We have a new guest conductor this week: it’s Binky and Granny from AngelsWhisper2011! They would like us to come up wih songs involving fools. We aim to please here at The Sound of One Hand Typing, so here’s a dozen of ’em.
- Jack Jones, “A Day In The Life Of A Fool” Also known as “Manha de carnaval,” this song was written by Luiz Bonfa for the movie Black Orpheus. Carl Sigman wrote these lyrics.
- Vikki Carr, “It Must Be Him” Doesn’t say “fool” in the title, but it does in the lyrics. I’ve always thought the lyrics were a little overdramatic, but Vikki had a huge hit with this, reaching #3 on the Hot 100, #5 on the Cash Box Hot Singles chart, #1 on the Adult Contemporary chart, #2 in the UK, and #1 in Australia.
- Sergio Mendes and Brasil ’66, “The Fool On The Hill” Originally a song from The Beatles’ Magical Mystery Tour, it’s been covered many times by many artists, but none quite so lovely as by Lani Hall and Karen Philipp of Brasil ’66. It reached #6 on the Hot 100 and #1 on the Adult Contemporary chart in late 1968.
- Ricky Nelson, “Fools Rush In” Classic Ricky Nelson, with an equally classic guitar solo by James Burton. Reacxhed #12 in the US and UK and #26 in Australia in 1963.
- Little Walter, “Just Your Fool” Little Walter released this as a single in 1962, but it failed to chart.
- Connie Francis, “Everybody’s Somebody’s Fool” A song written by Jack Keller and Howard Greenfield that was a #1 hit for the lovely Miss Concetta in 1960. She sings in about five languages and looks gorgeous in all of them.
- Muddy Waters, “Still A Fool” From early in his recording career, Muddy reached #9 on the R&B chart with this in 1951. Robert Johnson’s influence is readily apparent here.
- Buddy Guy, “This Old Fool” From the 1972 album Buddy Guy & Junior Wells Play The Blues, this was an extra track that was recorded after Junior Wells had gone home. Buddy’s backup band here is The J. Geils Band, who do a fine job backing him.
- Elvin Bishop Group, “Fooled Around And Fell In Love” Several years removed from his days with the Butterfield Blues Band, Elvin and his group were doing more country. That’s Elvin playing the red Gibson ES-345. He had Mickey Thomas sing the song, because he didn’t think he could do it himself. From their 1975 album Struttin’ My Stuff, this was released the following year and peaked at #3, earning a Gold record.

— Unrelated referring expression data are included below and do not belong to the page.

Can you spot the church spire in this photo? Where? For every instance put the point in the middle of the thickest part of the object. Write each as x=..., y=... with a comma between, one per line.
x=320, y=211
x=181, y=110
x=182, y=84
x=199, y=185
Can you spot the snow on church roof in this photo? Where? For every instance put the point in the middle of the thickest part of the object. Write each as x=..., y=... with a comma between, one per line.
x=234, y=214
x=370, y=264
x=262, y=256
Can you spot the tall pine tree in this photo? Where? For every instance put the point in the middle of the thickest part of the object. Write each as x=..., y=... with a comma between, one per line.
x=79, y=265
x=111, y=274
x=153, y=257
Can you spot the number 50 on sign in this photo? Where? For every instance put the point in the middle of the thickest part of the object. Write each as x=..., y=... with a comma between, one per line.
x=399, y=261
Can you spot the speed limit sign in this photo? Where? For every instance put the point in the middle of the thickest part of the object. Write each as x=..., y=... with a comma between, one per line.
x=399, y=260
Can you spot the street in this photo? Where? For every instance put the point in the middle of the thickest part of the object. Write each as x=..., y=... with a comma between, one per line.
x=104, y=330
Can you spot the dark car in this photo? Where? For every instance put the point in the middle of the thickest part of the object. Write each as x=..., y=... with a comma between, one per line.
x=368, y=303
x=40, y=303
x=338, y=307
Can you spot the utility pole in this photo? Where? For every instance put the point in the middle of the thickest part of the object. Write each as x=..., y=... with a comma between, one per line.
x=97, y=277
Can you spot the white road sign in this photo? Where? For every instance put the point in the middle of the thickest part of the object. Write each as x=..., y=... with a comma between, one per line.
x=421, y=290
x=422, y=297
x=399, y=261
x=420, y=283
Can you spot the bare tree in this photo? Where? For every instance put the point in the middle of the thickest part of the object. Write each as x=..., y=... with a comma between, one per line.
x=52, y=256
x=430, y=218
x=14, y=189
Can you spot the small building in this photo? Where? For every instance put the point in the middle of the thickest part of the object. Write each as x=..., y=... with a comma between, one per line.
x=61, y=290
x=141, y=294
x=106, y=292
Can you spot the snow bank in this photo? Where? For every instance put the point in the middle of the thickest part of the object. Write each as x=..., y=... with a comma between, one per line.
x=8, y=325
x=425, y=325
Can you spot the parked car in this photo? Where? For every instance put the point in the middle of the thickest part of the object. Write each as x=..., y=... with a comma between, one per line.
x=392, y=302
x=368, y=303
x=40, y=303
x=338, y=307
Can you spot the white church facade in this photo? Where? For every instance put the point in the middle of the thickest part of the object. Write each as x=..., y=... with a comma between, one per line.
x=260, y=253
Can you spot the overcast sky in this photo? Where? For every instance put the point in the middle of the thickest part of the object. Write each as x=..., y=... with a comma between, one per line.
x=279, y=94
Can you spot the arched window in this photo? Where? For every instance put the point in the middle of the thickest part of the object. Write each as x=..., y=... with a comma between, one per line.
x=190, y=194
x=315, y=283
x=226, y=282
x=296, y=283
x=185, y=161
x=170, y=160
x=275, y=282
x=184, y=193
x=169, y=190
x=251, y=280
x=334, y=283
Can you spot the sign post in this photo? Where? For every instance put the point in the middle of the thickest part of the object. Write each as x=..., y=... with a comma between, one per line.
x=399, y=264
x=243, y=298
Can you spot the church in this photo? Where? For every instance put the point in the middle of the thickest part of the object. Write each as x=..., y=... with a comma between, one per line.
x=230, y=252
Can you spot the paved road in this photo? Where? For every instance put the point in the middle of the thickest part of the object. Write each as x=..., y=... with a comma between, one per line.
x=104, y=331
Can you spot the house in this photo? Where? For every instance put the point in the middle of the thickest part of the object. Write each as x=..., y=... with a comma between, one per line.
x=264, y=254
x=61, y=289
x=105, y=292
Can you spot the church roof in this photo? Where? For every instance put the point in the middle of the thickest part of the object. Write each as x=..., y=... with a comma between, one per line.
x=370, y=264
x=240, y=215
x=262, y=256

- Bill Deal & The Rhondels, “What Kind Of Fool Do You Think I Am” The third of three singles they released in 1969, this did the best, reaching #23 nationally.
- Anthony Newley, “What Kind Of Fool Am I” A song written by Leslie Bricusse and Newley, who later wrote the theme from Goldfinger. It only reached #85 in the US and #36 in the UK. Sammy Davis Jr. had the most chart success with it, reaching #17 in late 1961.
- Steely Dan, “Only A Fool Would Say That” from their first album, Can’t Buy A Thrill.
And that’s Monday’s Music Moevs Me for April 13, 2020.